Hundreds of e-mails — supportive, instructive, dismissive — responded to three columns on Indian cinema. I was pleased by the care readers took to educate me on some points, debate others. Most of the messages were gracious; the more agitated readers vented their annoyance in the chat room of bollywood.com, a kind of cybershrink for Hindi movie fans. But a nation of a billion fans and a thousand movies a year (I now know that number is right) is bound to harvest controversy. Im pleased to have heard from the cream of the crop.

Honorable Mention: Bob Hope Obit

That was the problem: it wasnt an obit. I wrote two columns on Americas geriatric funnyman to celebrate his 100th birthday in May. The evaluation was measured and, I thought, sympathetic, and passed without much comment. Two months later, Hope died. The columns were reposted and mention of his death added. Then the poison darts of e-mail whizzed my way — the how-could-yous and you-curs. All of which underlines a popular misconception of Obits (which the Hope essays werent) as an opportunity to speak nice of the dead. The writers duty at such a moment is to speak accurately, to put a life in context. Report the facts. Express your considered opinions. Dont airbrush the warts. Write without fear but with compassion.



LIVE BODIES

This week I received an e-mail from Anna Apostolides Mini, a daughter of Phil Dick and his second wife Kleo Apostolides. In 1981, a few months before his death, Dick wrote a letter to a friend that described his willfully crashing his car into a wall. It was, he declared, an act of protest: I wanted to protest my enslavement to two decades of writing in order to pay spousal support, child support, send my older daughter to Stanford, my youngest boy to a private school, buy my ex-wife Tessa a $150,000 house... Apparently objecting to my citation of this letter (which appears in the Sutin biography) and to my mention of the millions flowing to the Dick estate from the sale of movie rights to his stories, Dr. Mini writes:

While it is of course nice that my mother is finally receiving *some* recognition for her contribution to Philip's work — not only did he start writing during their marriage, but she was his proofreader and editor, in addition to being the primary breadwinner for the couple for six years of their eight-year marriage — it is deeply offensive to both her and me to keep reading about the terrible financial strain his ex-wives were upon Philip. In my mother's case, this is both unfair and untrue. Mr. Corliss, Kleo Apostolides Dick Mini has not received a single cent from Philip's writing since 1958, when the marriage ended. Although Minority Report, Paycheck and The Short Happy Life of Brown Oxford, to name but a few, were all written during their marriage, Mother was not even notified by the estate when the rights were sold, nor did she receive any share of the proceeds from the sale of the movie rights.... Obviously, I would like for you to print a retraction of the implied slur against my mother as soon as possible.

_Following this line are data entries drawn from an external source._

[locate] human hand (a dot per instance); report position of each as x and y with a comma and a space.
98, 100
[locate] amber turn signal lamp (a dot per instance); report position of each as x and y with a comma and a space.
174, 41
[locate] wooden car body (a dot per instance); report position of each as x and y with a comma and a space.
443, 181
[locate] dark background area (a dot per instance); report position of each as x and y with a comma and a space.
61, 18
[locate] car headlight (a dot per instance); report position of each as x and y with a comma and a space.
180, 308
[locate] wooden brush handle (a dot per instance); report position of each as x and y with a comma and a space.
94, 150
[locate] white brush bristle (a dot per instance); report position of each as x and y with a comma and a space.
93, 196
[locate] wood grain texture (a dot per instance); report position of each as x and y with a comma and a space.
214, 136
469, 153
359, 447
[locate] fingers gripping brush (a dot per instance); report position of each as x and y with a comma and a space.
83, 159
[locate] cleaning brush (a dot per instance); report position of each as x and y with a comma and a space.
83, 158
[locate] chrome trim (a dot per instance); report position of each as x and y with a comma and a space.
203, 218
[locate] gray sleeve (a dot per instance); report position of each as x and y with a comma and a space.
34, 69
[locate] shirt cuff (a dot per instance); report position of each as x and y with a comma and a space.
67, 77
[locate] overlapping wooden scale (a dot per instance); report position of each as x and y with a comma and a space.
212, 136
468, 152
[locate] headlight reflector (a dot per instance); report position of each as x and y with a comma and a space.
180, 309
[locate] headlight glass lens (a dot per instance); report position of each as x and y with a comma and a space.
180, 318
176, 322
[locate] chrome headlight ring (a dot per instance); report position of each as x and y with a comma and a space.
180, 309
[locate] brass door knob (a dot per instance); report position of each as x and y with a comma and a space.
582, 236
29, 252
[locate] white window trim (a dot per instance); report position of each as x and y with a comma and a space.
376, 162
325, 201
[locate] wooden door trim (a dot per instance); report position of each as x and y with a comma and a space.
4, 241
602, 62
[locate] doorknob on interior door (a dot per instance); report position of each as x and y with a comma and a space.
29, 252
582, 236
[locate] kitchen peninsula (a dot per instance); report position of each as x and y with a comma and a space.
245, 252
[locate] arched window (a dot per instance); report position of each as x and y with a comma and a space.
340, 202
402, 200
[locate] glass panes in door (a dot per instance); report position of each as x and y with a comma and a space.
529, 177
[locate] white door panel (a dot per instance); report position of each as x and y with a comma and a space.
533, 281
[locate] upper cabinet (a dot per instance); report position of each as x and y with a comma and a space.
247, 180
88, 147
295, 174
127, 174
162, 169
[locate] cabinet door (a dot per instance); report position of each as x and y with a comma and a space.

If I were as zealous in defending my reputation as Dr. Mini is in protecting her mothers, I would say no slur was implied or could be reasonably inferred. I have nothing to retract. But I am happy to hear from the daughter of Dicks wife and muse in his first, wildly productive period — in which he also produced the stories that were filmed as Screamers and Impostor — and to air her grievance. Eric Bentley said that writing theater criticism is like walking on live bodies. Writing about classic pop culture, I risk walking on the dead and living alike.

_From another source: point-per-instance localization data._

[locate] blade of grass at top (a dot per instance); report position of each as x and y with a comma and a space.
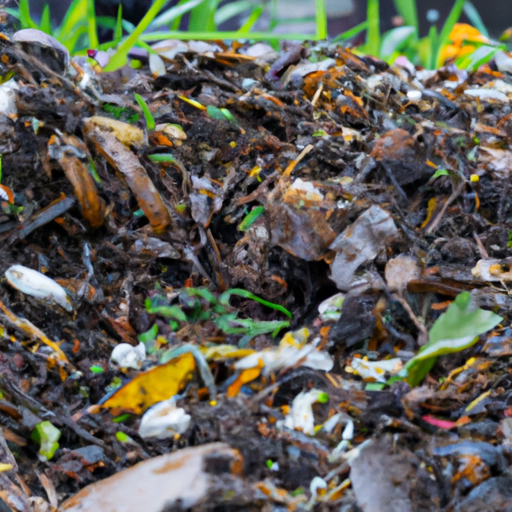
202, 18
251, 20
372, 46
453, 17
45, 24
120, 58
321, 20
118, 32
354, 31
174, 14
273, 16
433, 38
74, 15
24, 15
148, 116
408, 11
228, 11
91, 25
224, 300
475, 18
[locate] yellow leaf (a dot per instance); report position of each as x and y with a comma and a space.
158, 384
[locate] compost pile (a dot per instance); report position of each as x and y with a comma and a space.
293, 266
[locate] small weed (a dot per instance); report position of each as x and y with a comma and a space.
198, 305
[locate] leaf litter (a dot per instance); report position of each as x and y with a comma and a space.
277, 280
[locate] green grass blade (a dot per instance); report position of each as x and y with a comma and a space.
321, 20
408, 11
373, 31
202, 18
251, 20
25, 18
45, 25
475, 18
121, 56
348, 34
273, 16
453, 17
174, 14
150, 120
91, 25
224, 300
228, 11
118, 32
433, 37
74, 16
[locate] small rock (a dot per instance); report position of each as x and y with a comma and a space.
181, 479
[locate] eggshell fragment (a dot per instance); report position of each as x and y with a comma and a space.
33, 283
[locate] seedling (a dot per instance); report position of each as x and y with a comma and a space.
148, 116
198, 305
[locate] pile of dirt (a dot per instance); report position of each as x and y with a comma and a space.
267, 240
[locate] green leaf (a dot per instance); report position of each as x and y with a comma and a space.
375, 386
91, 25
408, 11
251, 20
123, 438
121, 56
47, 436
24, 15
395, 40
45, 24
118, 32
251, 218
373, 31
453, 18
321, 19
224, 299
148, 116
455, 330
475, 18
149, 335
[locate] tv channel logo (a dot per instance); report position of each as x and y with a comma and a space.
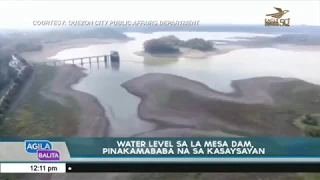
43, 149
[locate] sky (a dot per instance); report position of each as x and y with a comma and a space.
21, 14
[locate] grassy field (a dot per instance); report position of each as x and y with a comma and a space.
37, 116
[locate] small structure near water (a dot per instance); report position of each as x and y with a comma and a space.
114, 57
309, 124
115, 60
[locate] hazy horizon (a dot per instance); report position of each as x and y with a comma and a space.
21, 14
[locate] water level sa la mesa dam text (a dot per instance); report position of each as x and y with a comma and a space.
116, 23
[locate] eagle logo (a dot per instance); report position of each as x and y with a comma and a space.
279, 14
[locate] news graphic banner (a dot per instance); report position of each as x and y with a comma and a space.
160, 155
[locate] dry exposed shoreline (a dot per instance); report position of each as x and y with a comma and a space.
193, 105
93, 121
224, 49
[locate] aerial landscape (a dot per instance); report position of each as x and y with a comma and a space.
211, 80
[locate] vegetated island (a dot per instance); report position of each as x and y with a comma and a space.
171, 46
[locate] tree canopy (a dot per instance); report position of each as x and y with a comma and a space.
171, 44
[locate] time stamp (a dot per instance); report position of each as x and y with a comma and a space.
33, 168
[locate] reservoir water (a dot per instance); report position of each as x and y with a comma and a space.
217, 72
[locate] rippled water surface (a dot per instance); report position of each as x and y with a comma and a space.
217, 72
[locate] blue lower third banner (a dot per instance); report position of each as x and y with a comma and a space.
161, 149
276, 154
193, 147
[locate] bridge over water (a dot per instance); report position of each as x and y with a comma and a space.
112, 58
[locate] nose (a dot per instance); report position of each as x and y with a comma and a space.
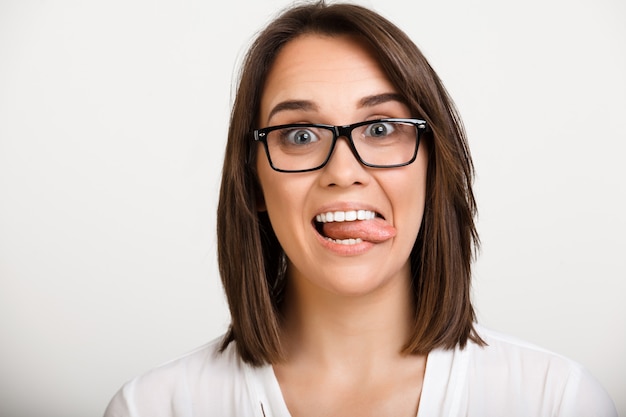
343, 169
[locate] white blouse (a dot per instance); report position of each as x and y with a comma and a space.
506, 378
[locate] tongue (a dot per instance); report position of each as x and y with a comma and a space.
376, 230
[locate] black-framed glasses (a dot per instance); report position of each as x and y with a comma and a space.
302, 147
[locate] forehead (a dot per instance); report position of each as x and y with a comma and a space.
329, 71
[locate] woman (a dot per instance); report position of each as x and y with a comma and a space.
346, 235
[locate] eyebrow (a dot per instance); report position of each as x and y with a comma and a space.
306, 105
374, 100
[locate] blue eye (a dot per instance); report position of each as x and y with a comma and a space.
379, 130
299, 136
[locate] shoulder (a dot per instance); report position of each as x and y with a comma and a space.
200, 381
553, 382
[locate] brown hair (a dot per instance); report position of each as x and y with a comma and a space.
251, 260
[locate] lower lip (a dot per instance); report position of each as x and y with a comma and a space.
341, 249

Despite or because of such a challenge, I still love writing this column, burdening the TIME.com bandwidth with words words words (more than 100,000 each year) about the actors and singers and writers I grew up with, and about those retro artists who make the old feel new.

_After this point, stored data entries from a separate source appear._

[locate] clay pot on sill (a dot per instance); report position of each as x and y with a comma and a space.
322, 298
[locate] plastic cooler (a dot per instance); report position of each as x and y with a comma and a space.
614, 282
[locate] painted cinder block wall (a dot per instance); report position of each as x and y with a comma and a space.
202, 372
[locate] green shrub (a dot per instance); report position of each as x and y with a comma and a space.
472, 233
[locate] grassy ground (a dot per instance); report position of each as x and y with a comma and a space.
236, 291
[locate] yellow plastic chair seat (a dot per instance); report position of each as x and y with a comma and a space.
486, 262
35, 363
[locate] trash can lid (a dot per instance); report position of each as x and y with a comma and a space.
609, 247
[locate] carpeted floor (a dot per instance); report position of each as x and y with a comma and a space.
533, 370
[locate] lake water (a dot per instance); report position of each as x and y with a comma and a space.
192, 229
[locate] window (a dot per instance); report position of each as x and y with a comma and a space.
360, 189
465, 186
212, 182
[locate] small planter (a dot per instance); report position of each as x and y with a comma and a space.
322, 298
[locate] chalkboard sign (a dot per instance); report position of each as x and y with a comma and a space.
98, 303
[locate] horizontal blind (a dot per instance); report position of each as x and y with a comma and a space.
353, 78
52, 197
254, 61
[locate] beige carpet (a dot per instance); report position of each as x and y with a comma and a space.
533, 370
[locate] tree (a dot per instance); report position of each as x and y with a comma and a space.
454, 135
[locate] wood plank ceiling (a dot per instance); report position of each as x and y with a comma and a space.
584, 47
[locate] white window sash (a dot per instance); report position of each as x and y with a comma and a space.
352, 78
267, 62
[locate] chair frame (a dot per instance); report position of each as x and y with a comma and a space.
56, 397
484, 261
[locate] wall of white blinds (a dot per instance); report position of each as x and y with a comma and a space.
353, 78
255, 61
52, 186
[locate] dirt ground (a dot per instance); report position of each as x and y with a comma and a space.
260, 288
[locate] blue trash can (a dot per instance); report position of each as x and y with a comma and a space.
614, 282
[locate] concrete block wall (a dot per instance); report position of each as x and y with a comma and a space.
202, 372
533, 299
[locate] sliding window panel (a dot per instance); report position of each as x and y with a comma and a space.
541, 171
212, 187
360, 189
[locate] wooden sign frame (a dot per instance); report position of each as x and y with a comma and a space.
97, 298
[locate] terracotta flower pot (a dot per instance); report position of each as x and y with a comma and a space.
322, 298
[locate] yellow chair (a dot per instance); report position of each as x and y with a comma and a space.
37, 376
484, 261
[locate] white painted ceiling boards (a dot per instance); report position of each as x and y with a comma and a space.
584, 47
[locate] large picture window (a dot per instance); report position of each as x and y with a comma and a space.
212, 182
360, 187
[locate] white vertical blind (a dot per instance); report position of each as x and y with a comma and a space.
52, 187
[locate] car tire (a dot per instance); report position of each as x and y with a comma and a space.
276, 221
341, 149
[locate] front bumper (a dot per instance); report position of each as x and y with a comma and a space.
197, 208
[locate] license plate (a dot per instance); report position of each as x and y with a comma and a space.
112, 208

So I thank the Academy — this Websites Josh Macht and Mark Coatney, my patient enabler. I thank the readers who keep me on my toes, dancing with pleasure at a kind word, dodging bullets of criticism. I thank my high school English teacher, dear, gay Mr. ... never mind. And I thank a hundred years of artists and scoundrels whose work populates this column. My remedial education continues. The garage of my memory has more corners to explore.